“A igreja é um dos piores lugares para pedir ajuda”, diz cristã que foi vítima de abuso sexual

A ex-ginasta Rachael Denhollander, conhecida por pregar o evangelho para estuprador no Tribunal, disse que teve dificuldades de lidar com o assunto na igreja.

fonte: Guiame, com informações de Christianity Today

Atualizado: Terça-feira, 20 Fevereiro de 2018 as 1:14

Rachael Denhollander é uma das 150 mulheres abusadas pelo Dr. Larry Nassar. (Foto: Jeff Kowalsky/Agence France-Presse/Getty Images)
Rachael Denhollander é uma das 150 mulheres abusadas pelo Dr. Larry Nassar. (Foto: Jeff Kowalsky/Agence France-Presse/Getty Images)

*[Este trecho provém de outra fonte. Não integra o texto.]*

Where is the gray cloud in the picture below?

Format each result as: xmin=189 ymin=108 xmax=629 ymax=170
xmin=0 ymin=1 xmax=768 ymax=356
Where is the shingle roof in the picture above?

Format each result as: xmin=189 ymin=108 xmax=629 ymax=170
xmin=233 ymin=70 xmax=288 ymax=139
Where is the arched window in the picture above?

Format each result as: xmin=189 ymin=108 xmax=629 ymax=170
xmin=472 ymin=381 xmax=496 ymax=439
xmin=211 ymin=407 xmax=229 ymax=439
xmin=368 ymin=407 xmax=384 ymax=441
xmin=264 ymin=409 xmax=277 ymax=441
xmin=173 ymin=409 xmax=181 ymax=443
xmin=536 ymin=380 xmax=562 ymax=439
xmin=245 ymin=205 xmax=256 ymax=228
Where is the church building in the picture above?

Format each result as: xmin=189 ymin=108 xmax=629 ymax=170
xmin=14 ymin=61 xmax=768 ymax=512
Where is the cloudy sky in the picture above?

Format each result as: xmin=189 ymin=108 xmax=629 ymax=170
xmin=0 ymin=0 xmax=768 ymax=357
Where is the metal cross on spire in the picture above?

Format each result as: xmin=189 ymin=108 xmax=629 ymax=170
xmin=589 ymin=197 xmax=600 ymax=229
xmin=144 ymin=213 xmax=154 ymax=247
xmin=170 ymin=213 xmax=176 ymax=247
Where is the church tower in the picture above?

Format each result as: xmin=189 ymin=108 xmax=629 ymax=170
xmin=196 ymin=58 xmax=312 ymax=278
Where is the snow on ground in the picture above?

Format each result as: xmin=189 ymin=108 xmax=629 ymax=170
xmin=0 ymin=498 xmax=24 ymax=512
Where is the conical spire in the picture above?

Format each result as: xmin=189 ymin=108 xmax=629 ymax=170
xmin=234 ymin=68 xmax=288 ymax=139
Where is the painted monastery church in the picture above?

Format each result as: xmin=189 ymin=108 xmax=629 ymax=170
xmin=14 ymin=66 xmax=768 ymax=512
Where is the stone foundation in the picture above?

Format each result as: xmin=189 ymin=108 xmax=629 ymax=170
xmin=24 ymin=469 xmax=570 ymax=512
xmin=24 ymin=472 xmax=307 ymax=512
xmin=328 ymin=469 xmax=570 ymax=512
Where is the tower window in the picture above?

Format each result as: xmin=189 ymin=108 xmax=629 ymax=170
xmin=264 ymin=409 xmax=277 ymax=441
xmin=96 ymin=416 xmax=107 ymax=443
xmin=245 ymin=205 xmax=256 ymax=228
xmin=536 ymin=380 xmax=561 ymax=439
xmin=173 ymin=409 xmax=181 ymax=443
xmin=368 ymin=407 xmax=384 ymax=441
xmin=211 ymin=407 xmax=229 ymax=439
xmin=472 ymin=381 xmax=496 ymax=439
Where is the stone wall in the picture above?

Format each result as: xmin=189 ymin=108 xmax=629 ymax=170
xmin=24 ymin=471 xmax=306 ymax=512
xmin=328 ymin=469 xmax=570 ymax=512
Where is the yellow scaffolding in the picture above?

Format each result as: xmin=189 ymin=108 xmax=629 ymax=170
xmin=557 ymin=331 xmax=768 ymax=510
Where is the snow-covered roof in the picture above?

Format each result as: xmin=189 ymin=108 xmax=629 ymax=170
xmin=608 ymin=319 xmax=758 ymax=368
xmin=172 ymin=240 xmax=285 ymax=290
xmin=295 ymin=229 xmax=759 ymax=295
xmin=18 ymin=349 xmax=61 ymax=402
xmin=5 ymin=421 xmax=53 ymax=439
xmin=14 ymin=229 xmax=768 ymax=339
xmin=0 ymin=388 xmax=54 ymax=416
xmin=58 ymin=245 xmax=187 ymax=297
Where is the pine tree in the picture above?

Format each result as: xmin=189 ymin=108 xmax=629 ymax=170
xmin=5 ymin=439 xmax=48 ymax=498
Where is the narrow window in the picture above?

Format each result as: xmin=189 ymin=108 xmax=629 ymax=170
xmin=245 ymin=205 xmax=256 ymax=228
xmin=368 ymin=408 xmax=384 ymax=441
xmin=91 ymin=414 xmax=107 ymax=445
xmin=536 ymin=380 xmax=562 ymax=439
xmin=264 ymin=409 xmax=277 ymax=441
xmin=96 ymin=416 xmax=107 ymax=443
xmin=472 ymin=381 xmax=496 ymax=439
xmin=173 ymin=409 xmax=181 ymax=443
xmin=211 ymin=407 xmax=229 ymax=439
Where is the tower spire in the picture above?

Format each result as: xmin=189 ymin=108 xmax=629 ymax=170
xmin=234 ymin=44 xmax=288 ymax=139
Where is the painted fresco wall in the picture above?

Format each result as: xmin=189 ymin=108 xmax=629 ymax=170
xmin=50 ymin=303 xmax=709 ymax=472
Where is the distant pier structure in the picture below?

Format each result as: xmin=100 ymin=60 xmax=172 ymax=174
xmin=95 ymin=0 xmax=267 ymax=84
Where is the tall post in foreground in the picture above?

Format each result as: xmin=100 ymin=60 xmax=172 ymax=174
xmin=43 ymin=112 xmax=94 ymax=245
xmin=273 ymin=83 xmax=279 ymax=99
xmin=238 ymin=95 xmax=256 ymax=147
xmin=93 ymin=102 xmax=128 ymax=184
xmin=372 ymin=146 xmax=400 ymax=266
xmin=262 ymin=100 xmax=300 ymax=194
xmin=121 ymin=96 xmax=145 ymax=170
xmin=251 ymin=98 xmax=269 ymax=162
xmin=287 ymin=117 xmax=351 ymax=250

A ex-ginasta Rachael Denhollander, que foi abusada sexualmente aos 15 anos de idade pelo médico de esportes, falou sobre as dificuldades que teve em lidar com seus traumas na igreja.

Rachael Denhollander foi a primeira mulher a expor os casos de abuso em 2016, e pregou o Evangelho para o agressor durante sua declaração no tribunal dos Estados Unidos. Conforme decisão da Justiça, Nassar foi condenado a 125 anos de prisão pelos crimes hediondos.

Olhando para seu passado, a ginasta revela que a igreja tem um apoio limitado às vítimas de abuso. “A Igreja é um dos lugares menos seguros para reconhecer um abuso, porque a forma como é aconselhada é, na maioria das vezes, prejudicial para a vítima”, disse ela, em entrevista ao site Christianity Today.

“Há uma falta de conhecimento abominável sobre o dano e a devastação que o abuso sexual traz. É com profundo pesar que eu digo que a igreja é um dos piores lugares para pedir ajuda. Isso é difícil de dizer, porque sou uma evangélica muito conservadora, mas essa é a verdade. Há muito, muito poucos que já encontraram uma verdadeira ajuda na igreja”, observa.

Denhollander revelou defender as vítimas de agressão sexual custaram para ela sua “igreja e amigos mais próximos”. Ela acredita que parte do problema é que as igrejas ficam assustadas em lidar com pessoas que sofreram traumas emocionais e físicos. Em vez disso, muitas igrejas procuram oferecer uma ajuda superficial.

“Muitas vezes, senão sempre, as pessoas são motivadas por uma teologia pobre e uma compreensão fraca da graça e do arrependimento, que faz com que elas lidem com agressões sexuais de forma que muitos agressores não sejam controlados, muitas vezes por décadas. Quando você vê um compromisso teológico de lidar com agressões sexuais de forma inadequada, você tem menos esperança de mudar isso”, disse ela.

Rachael destacou ainda que muitas igrejas evangélicas evitam falar contra os abusos em sua própria congregação, porque temem que isso afete sua popularidade. “Essa não é uma mensagem que os líderes evangélicos querem ouvir, porque custaria falar sobre sua comunidade. Custaria assumir uma posição contra líderes muito proeminentes”, afirma.

Denhollander advertiu as igrejas que usam o Evangelho de Cristo “como uma arma contra vítimas de agressão sexual”, quando imploram que elas perdoem seus abusadores sem mencionar a justiça.

“Todas as publicações ou palestrantes cristãos que mencionaram meu caso só se concentraram no aspecto do perdão. Muito poucos reconheceram o que veio junto com essa acusação, que foi uma busca rápida e intencional da justiça de Deus. Ambos são conceitos bíblicos. Ambos representam Cristo. Nós não fazemos certo quando nos concentramos em apenas um deles”, disse Rachel.

Entretanto, a ginasta afirma que perdoou seu abusador conforme os princípios das Escrituras. “Isso significa que eu confio na justiça de Deus e me liberto da amargura, raiva e desejo de vingança pessoal. Isso não significa que eu minimize ou desculpe o que ele fez. Isso não significa que eu busque a justiça na Terra com menos zelo. Significa simplesmente que eu me liberto da vingança pessoal contra ele e confio na justiça de Deus”.